Tu ne tueras point

Si en mai 2018 l’Irlande a plébiscité à plus de 66 % le droit à l’avortement, l’île a connu des temps bien plus noirs où, entre honte indélébile et blanchisseries Madeleine horrifiques, femmes et jeunes filles ne possédaient aucun libre arbitre. Il en est ainsi de Mary, enfant des tourbières introvertie que son père aime serrer de trop près. Un temps à l’abri au couvent, l’adolescente n’a d’autre choix que de se jeter à nouveau dans la gueule du loup à la mort de sa mère. Enceinte et désemparée, elle se tourne vers une voisine qui, à demi-mot, comprend l’horreur de sa situation et propose de l’emmener avorter en Angleterre.

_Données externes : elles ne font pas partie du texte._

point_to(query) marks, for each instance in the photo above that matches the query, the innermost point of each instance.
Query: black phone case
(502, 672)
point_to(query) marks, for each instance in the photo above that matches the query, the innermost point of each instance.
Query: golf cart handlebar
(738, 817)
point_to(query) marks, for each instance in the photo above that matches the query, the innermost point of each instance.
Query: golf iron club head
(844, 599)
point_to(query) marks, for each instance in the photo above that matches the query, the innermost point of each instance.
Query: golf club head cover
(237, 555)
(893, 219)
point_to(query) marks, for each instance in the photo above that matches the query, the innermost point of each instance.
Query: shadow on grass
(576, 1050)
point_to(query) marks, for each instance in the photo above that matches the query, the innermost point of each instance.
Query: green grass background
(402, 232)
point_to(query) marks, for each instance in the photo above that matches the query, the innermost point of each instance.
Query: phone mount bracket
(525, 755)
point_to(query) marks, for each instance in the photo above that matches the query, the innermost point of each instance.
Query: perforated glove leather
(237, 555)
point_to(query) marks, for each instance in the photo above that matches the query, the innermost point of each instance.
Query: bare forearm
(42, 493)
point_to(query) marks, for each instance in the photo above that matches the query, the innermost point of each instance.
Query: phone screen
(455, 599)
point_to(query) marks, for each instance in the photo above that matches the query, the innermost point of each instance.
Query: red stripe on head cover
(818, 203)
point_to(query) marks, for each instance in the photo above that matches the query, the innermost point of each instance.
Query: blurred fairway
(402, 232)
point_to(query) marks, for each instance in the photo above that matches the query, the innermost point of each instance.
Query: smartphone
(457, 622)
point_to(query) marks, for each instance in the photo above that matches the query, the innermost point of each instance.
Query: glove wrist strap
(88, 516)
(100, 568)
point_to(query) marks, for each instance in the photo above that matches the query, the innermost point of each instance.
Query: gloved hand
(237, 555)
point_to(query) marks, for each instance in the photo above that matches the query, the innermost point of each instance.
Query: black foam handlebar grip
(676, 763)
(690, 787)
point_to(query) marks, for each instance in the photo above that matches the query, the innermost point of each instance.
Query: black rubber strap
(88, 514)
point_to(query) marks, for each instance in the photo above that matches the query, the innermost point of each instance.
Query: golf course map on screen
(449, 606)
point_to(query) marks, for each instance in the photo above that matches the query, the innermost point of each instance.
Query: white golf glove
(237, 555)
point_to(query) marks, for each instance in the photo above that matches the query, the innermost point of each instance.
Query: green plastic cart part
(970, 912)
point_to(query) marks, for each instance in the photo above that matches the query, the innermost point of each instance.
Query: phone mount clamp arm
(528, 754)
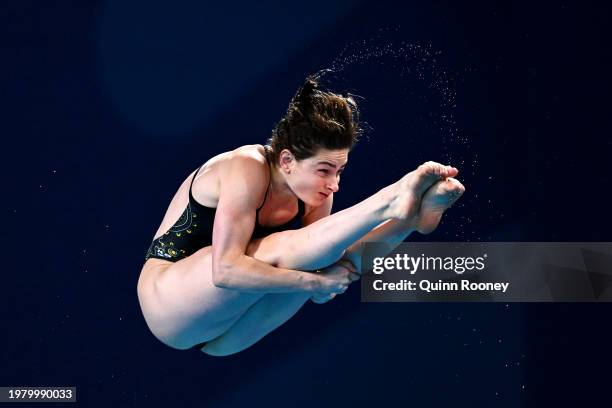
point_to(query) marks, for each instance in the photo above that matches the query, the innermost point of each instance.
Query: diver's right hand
(336, 278)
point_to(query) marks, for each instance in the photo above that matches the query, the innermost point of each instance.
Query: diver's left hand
(320, 298)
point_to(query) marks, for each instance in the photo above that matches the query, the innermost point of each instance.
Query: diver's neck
(279, 186)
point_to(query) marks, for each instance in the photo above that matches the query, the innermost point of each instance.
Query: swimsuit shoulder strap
(192, 180)
(269, 180)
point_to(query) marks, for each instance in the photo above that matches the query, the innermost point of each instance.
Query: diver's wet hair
(315, 119)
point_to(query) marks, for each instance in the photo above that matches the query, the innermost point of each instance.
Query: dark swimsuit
(193, 230)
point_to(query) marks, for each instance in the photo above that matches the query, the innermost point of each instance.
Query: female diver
(248, 237)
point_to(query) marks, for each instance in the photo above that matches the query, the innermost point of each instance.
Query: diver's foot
(436, 200)
(410, 188)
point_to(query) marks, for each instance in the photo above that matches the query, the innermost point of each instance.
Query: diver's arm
(242, 187)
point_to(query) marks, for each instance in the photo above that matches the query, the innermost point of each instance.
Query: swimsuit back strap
(269, 181)
(193, 179)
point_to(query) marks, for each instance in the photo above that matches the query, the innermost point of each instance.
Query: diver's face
(315, 178)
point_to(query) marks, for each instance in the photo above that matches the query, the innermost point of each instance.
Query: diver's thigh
(263, 317)
(184, 307)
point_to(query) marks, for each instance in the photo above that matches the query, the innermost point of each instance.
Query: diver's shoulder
(254, 152)
(249, 159)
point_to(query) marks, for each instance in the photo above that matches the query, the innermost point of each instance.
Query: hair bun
(304, 94)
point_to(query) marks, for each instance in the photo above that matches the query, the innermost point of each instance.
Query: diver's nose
(333, 186)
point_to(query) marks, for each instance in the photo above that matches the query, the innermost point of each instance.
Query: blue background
(107, 106)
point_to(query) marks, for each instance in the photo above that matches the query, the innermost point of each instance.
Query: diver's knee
(218, 349)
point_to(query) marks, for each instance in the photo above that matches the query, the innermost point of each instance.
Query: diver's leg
(267, 314)
(272, 310)
(183, 307)
(324, 242)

Mais la rumeur fuite: épouses bienséantes pétries de religion (dont la terrifiante Roisin, croisée pro-vie exaltée) comme instances légales s’emparent de Mary et de son foetus avant qu’elle ne commette cet acte que tous condamnent. Qu’importe la détresse de l’intéressée et son statut de victime. Son cas comme son corps sont devenus l’affaire de tous:  » son ventre ressemblait à un hublot à travers lequel elles jetaient des regards indiscrets« . Ironie du sort, toute solution pour faire entendre sa voix à la Cour nécessite l’accord de ce père qui l’a violée et qui veut détourner de lui les soupçons. À une ère où, aux États-Unis comme ailleurs, les libertés individuelles sont fragilisées, c’est plus que jamais le rôle de la littérature d’appuyer là où l’obscurantisme a laissé ses stigmates. Avec Tu ne tueras point, la grande dame des lettres irlandaises Edna O’Brien ( Les Petites Chaises rouges, Un coeur fanatique) nous offre une piqûre de rappel brûlante doublée d’un roman puissamment construit, à la violence d’autant plus sourde qu’elle se drape aussi dans de bonnes intentions citoyennes.

Tu ne tueras point

D’Edna O’Brien, traduit de l’anglais (Irlande) par Pierre-Emmanuel Dauzat, éditions Sabine Wespieser, 360 pages.